I’ve started to jot down a few notes and arrange them in a more visual way on my wall so I can begin to see different ways to put ideas together. As structure is particularly important to my performances (I would be tempted to call them structuralist if that term hadn’t already gained too much baggage) and structure can often lead me to the form of the work, this mapping has to happen now so that the project unfolds on all levels at the same time.

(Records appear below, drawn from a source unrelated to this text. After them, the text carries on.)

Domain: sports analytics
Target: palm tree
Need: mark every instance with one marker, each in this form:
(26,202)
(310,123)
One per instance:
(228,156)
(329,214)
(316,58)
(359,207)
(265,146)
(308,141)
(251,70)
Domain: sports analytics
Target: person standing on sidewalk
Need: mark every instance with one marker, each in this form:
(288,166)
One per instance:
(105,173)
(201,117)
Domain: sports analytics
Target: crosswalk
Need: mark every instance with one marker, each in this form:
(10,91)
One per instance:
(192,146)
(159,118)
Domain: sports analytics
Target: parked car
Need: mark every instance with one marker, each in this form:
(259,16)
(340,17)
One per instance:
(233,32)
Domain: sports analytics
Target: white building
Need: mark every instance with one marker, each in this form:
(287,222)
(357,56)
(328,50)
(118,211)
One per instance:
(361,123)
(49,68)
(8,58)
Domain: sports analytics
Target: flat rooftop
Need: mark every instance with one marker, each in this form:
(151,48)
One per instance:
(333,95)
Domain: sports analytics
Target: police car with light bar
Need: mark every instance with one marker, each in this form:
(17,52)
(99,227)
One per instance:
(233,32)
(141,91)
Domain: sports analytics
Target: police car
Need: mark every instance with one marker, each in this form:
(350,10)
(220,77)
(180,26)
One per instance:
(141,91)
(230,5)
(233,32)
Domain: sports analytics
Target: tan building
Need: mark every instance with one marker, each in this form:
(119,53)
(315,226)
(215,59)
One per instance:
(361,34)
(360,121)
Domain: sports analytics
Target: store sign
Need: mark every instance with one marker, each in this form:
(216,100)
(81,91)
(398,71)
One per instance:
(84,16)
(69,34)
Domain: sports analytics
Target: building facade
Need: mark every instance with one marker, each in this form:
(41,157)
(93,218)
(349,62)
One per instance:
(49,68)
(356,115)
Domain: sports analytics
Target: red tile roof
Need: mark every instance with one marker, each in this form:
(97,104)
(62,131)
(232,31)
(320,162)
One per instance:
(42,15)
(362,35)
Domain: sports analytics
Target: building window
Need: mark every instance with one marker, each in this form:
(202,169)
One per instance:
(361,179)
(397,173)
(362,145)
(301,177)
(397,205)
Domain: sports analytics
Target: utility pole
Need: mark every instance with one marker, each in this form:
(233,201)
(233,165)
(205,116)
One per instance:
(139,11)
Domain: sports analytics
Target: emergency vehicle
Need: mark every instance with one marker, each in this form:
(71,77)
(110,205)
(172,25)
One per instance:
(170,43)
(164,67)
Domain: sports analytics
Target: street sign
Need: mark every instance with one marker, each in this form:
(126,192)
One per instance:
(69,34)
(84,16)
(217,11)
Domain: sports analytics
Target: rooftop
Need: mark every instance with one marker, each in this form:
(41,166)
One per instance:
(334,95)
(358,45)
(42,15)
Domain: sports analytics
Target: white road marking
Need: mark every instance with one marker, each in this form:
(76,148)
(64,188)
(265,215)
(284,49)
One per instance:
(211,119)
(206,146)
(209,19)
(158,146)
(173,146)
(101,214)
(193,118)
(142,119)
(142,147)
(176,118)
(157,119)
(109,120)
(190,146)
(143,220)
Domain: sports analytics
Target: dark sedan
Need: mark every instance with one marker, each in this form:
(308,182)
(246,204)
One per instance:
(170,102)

In the West we all know how English translations of Chinese can garble meaning and produce some inadvertently funny results. I’ve come across some pretty unappetising sounding dishes in Chinese menus and I remember trying to make sense of a radio alarm clock’s operating instructions once. The manufactures must have wanted to save money by using google translate to produce the instructions. This one came out so abstract that in places I simply couldn’t even figure out what they wanted to say. Anyway, most of us in the West have had experiences like this in one form or another and I have to say I quite enjoy these rough and ready translations. There are many to see here in China and websites full of them, like this one: http://www.flickr.com/groups/chinglish/
What I was very happy to learn is that there are some examples that travel in the opposite direction too: Westerner’s attempts at communication in Chinese which don’t quite work out. These typically follow a slightly different path apparently. A source of amusement here can be Westerners getting their tones wrong and inadvertently saying nonsensical or even plain rude things in their basic Chinese. I noticed that during my language exchanges there have been occasions in which my partners have had to stifle laughs or have told me ‘be very careful not to say that with a first tone, it should be with a second tone. With a first tone it is a very bad word’.
In a spirit of fairness then, I should try to note failings in communication that happen in both directions. I even have half an idea to try to perform the piece here in China in my faltering Chinese and have a Chinese person translate for me in faltering English. The problem is I rarely come across the right people who speak English as badly as I speak Chinese. Of course a lot of people here do speak little or no English but they are somehow too removed from my world for that to even count. For such a thing to work in a performance there should be an equality of status within the frame of the performance. Elaine, the cosmetics saleswoman is the best candidate I’ve met so far.